Wireless communication company QUALCOMM, Inc. (NASDAQ:QCOM) , a twenty-five year old manufacturer, developer, and marketer of telecom products and services, is but one of the many companies taking advantage of the fairly recent mobile revolution. Although it might not be as well-known as Google Inc (NASDAQ:GOOG), which stands to earn enormous gains throughout the next few years through advertising, or Apple Inc. (NASDAQ:AAPL) and Samsung, which have sold millions of smartphones, mobile devices, and apps, Qualcomm and its stock have been one of the most popular topics of discussion in its industry today. This is mainly due to its longevity in the market compared to these aforementioned companies and other tech giants, in addition to other factors. The big question is: will you make a decent profit from investing in Qualcomm?
How is Qualcomm Performing?
With a market cap of $109.29 billion, Qualcomm still expects to report a first-quarter profit of $1.12 per share with almost $6 billion in revenue, in comparison to its $0.97 on almost $4.7 billion in revenue for the last year. Shares of Qualcomm have gained more than 10% for the past year, and looks like they will continue to push forward in the near future.
Let the Chipsets Fall Where They May
Fellow chip maker Intel Corporation (NASDAQ:INTC) has been steadily lagging Qualcomm. Due to the decreasing sales of personal computers, Intel’s profits and its stock are no longer what they used to be. The company’s fourth quarter earnings for 2012 were only $2.5 billion, around 27% down from the same quarter only a year prior. Revenue also declined from $13.9 billion to $13.5, a three-percent reduction in the same time frame.

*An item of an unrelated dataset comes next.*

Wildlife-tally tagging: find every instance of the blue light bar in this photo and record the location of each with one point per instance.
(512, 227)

ARM Holdings plc (ADR) (NASDAQ:ARMH) , a relative newcomer to the sector, is dead set on using the decline of PC sales and the tablet/smartphone boom to its advantage. The company has done so by designing chipsets and providing licenses to manufacturers and buyers such as Apple. ARM Holdings has been raking in record amounts of revenue, in no small thanks to the popularity of iPads, iPhones, and other iGadgets. For Apple, though, the share price could use a boost; shares have tumbled from a high of $705 by twenty-nine percent. Despite it being debt-free, the high valuation of its stock means that not all traders can afford to buy in.